Over the next three years, over a million women in England may be able to get screened for cervical cancer thanks to do-it-yourself human papillomavirus (HPV) tests.
The fast and simple-to-use kit finds the HPV virus, a family of viruses that doesn't show any symptoms but can cause cervical cancer.

Women who had not had their cervical screening in at least six months were given self-sampling kits as part of the King's College London YouScreen study.

If the test is used, the results indicate that 400,000 more women could be screened annually.
Cervical cancer screening rates have dropped in recent years amid disruption caused by the Covid pandemic.

Experts say that women may often refuse testing due to a lack of convenient appointments, embarrassment and concerns about pain.

For the trial, women used a vaginal swab to take a sample at home or at their GP surgery.

Those who took a test at home posted off their kit for free to a laboratory.

Lead investigator Dr Anita Lim, from King’s College London, said: “Self-sampling has been hailed as a game-changer for cervical screening and we now have evidence in a UK population to show that it really is. Women who don’t come for regular screening are at the highest risk of developing cervical cancer. Cervical screening participation has been falling in England for over two decades; currently almost a third of eligible women aren’t getting screened regularly and in some parts of London this is as high as 50 per cent.

“It is crucial that we make cervical screening easier by introducing innovations like self-sampling, alongside the current cervical screening programme, to help protect more people from this highly preventable cancer. Self-sampling can do this by offering people choice and convenience.”

The trial marks the first-time that self-sampling has been offered within the NHS cervical screening programme.

Less than two-thirds (62.6 per cent) of women in London were up to date with their screening for 2021/22 – well below the NHS target of 80 per cent and the lowest rate in England.

Around 3,200 women are diagnosed with cervical cancer and more than 800 die from the disease each year in the UK.

Self-sampling has already been introduced in several countries with the aim of increasing cervical screening participation rates including the Netherlands, Australia, Denmark and Sweden.

The trial included over 17,604 kits being sent to people directly through the mail, of which 13 per cent were returned.

Some 10,849 women were also offered a kit when speaking to their GP surgery about something else, of whom 85 per cent accepted and 6,061 (56 per cent) returned a self-sample either through the post or took the test at the surgery.

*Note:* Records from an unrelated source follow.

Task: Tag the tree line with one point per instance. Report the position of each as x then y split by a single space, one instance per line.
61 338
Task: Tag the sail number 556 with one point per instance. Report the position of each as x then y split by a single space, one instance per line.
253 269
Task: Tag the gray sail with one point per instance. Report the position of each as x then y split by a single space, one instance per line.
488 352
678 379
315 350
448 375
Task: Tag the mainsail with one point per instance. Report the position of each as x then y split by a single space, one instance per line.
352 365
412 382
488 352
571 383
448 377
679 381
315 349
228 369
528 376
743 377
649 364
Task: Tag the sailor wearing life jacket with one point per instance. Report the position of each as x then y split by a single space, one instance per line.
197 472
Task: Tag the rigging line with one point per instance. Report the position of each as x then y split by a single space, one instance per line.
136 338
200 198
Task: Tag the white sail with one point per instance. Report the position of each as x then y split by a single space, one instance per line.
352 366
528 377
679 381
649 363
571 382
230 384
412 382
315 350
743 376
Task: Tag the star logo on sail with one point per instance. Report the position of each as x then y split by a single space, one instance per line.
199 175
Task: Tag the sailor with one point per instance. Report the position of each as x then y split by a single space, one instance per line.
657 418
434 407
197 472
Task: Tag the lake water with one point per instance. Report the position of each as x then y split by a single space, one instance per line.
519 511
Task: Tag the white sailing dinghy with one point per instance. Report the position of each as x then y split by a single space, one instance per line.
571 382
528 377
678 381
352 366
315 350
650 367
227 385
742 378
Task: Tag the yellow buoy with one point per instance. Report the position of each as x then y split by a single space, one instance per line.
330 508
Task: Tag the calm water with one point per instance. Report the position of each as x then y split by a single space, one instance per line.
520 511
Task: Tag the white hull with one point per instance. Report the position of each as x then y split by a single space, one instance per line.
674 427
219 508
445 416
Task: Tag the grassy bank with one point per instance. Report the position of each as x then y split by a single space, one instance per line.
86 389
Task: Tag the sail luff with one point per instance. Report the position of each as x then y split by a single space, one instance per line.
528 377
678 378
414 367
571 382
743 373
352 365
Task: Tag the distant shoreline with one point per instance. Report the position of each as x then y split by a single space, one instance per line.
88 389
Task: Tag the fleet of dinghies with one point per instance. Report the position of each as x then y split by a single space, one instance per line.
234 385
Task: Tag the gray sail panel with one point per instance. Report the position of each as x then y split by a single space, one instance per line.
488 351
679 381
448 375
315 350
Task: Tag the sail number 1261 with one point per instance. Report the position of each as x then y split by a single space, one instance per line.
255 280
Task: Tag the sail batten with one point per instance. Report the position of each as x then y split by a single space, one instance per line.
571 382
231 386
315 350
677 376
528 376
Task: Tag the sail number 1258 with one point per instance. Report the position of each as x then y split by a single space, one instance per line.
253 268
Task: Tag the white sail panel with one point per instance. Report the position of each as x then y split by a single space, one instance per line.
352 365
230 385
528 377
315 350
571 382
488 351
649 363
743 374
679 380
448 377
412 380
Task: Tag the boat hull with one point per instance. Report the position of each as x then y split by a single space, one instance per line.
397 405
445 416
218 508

Nearly two-thirds (64 per cent) of those who returned a sample were from ethnic minority groups and 60 per cent were from deprived populations.

The researchers said routine rollout of the kits in England could increase screening coverage from 69.9 per cent to 77.3 per cent.

NHS director of screening and vaccination, Deborah Tomalin, said: “It’s extremely promising that this study suggests simple DIY swab tests could have a really positive impact in supporting more women to take part in cervical screening from their own homes, and the NHS will now be working with the UK National Screening Committee to consider the feasibility of rolling this out more widely across England.

“In the meantime, if you are invited for cervical screening by the NHS, it’s vital that you come forward – it could save your life and remains vital towards our ambition of eradicating cervical cancer in England within the next two decades.”

The study was published in the journal eClinicalMedicine on Wednesday.